Even Solid, like OOP is one of those concepts that has morphed more into an ideology than it needs to be with blind faith adherents

https://speakerdeck.com/tastapod/why-every-element-of-solid-...

I'll take someone who writes simple code that can be easily changed 101 out of 100 times over a SOLID, OOP Adherent.


That presentation basically says "write simple code". I'm not sure how is that helpful to anyone.


It's immensely helpful.

Stuck in a rut designing your type hierarchies and making sure they are perfectly SOLID? STOP. Write the simplest, most clear and concise thing that works, refactor it once it gets too big to fit in your head.

Not sure if your AbstractFactoryBeanProxyImplImpl is generic enough to cover all use cases? STOP. Write the simplest most clear and concise thing that works, refactor it to adapt to more problems as needed.

Tired of fighting your type system because your stuck in a wheel of is-ha has-a is-a has-a? STOP. If it acts like a duck, and quacks like a duck, it is a duck! Write a duck!


I'm by no means advocating SOLID is the right/only way. I agree with "Write the simplest, most clear and concise thing that works", but it offers no help on how to do that. The how comes from experience. Simplifying complex and large things takes effort and thinking. SOLID helps with that, if used right and not as a religion. I feel "do the simplest" is way too generic an advice.


"You Aren't Going To Need It" is the most overlooked piece of advice anyone has ever given anyone.


I'd be wary of companies hiring "OO" devs.


Depends on what this dev would be building, if you have to build framework or you build a library then I agree.

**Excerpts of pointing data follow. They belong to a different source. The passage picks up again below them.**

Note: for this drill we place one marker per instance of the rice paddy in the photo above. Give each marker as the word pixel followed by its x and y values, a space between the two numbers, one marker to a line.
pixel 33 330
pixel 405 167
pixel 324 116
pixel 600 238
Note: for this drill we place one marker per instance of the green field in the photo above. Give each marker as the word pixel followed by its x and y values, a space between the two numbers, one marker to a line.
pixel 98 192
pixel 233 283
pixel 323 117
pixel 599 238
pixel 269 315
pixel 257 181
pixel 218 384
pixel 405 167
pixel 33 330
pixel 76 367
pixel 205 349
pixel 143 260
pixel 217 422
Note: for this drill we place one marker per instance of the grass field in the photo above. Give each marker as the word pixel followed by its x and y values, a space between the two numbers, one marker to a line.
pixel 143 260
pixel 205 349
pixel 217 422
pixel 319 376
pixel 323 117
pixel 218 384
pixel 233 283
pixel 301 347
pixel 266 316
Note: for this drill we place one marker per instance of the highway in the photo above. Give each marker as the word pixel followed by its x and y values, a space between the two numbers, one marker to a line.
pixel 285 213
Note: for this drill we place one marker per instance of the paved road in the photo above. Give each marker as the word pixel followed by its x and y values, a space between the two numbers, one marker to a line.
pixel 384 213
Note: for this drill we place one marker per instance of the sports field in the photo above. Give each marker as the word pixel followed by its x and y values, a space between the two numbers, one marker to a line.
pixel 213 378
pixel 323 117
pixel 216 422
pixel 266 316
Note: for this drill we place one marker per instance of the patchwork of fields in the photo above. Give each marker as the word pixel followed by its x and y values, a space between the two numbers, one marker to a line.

If you build next off the mill "business" system then...

Single responsibility principle, yes nice but we have deadlines and no time to argue if that one function should be somewhere else, fix it when we have some slack.

Open closed principle, you don't have to think about if you use DI and have interfaces.

Liskov substitution is useless, you should not use inheritance but composition.

Interface segregation, you have to think about it but it is a lot like SRP.

Dependency inversion, interfaces plus DI framework takes you far enough.

So IMO if one senior guy sets up project with DI framework and gives general direction, someone who can't formulate SOLID still can be good OOP developer.


> Liskov substitution is useless, you should not use inheritance but composition.

Liskov substitution is more about interface inheritance than implementation inheritance, really. LSP basically says that the implementer of an interface must obey the contract the interface specifies. As a real-world example, throwing UnsupportedOperationException in a method implementation is an LSP violation. Of course, this makes it vital to get the interfaces themselves right, carving the solution space at its joints.


Ok yes, it is about subtypes and interface is quite of an abstract base class. But if you have interface as in Java or C# and maybe 2 or 3 implementations without complicated type hierarchy under it, it is not an issue in practice to be not strict about contract, because you can spot deviation from it and fix it quick (ideally you also have integration tests to spot it for you).


I think the point is to forget about specific language features for a moment and think about interfaces the same way a mechanical or electrical engineer does -- as things to be glued together.


No, Liskov substitution is much more abstract level, if you go with physical interface definition it does not work at all. It is not about attaching things but about type hierarchy. Thing you describe does not account for Covariance and Contrvariance and then it also goes into generic types which also huge abstraction which does not fit in physical world.


Do they have to agree with them, or just be able to name them?


Well, it's definitely a plus if they can convincingly argue against any of them. They're tools, not dogma.